Ну что ж, он попробует.
Пушкин вскочил на длинный стол, что стоял у окна, растянулся на нём, взял перо и бумагу…
Беги, сокройся от очей,
Цитеры слабая царица!
Где ты, где ты, гроза царей,
Свободы гордая певица?
Приди, сорви с меня венок.
Разбей изнеженную лиру…
Хочу воспеть свободу миру,
На тронах поразить порок.
Строки рождались как бы сами собой. Очевидно, они уже жили где-то в глубине его сознания и теперь лишь вырвались наружу. Это были уже не элегические вздохи. Гнев и возмущение водили его пером. Чем он дольше писал, тем сильнее воодушевлялся. Им овладел тот знакомый душевный подъём, та наивысшая сосредоточенность, которая и есть вдохновение. Он писал, писал…
Увы! куда ни брошу взор —
Везде бичи, везде железы,
Законов гибельный позор,
Неволи немощные слезы;
Везде неправедная власть
В сгущённой мгле предрассуждений
Воссела — рабства грозный гений
И славы роковая страсть.
За каждой из этих строк стояла жизнь. Действительная жизнь Российской империи. Пушкин видел безжалостные лица господ, тиранящих своих крепостных, жадные руки властей, тянущиеся за взятками, и всюду — сверху донизу — всеобщее попрание законов.
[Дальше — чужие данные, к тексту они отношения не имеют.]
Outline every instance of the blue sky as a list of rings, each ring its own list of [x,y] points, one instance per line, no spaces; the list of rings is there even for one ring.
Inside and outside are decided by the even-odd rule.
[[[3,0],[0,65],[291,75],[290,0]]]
Россия задыхалась в «сгущённой мгле предрассуждений», то есть предрассудков и религиозных суеверий.
Эта «сгущённая мгла» проникала и сюда, в квартиру братьев Тургеневых.
Бывая здесь, Пушкин постоянно слышал заунывное церковное пение, доносившееся со двора. Дом, где жили Тургеневы, принадлежал любимцу царя министру духовных дел и народного просвещения князю Голицыну. Александр Иванович, служа под начальством Голицына, получил в этом доме квартиру.
Странное министерство, которое возглавлял Голицын, Карамзин метко назвал «министерством народного затмения».
«Затмевать» князь Голицын умел. «У князя Александра Николаевича, — рассказывал о нём Ф. Ф. Вигель, — была одна из тех камергерских пустопорожних голов, которые император Александр, наперекор природе и воспитанию, хотел непременно удобрить, вспахать, засеять деловыми государственными идеями. Это лужочки, которые весьма удобно покрываются цветами; но на неблагодарной почве их посади семена полезных овощей, и они почти всегда прорастут дурманом».
Александр I был не так наивен, как казалось Вигелю. Он прекрасно знал Голицына и знал, что тот, начальствуя одновременно над учёными и попами, заставит учёных подчиняться попам.
Министр просвещения был помешан на религии. В своём доме на Фонтанке он устроил настоящую церковь, богато украшенную и мрачную, где всё имело особый таинственный смысл. Отсюда и доносилось в квартиру Тургеневых церковное песнопение.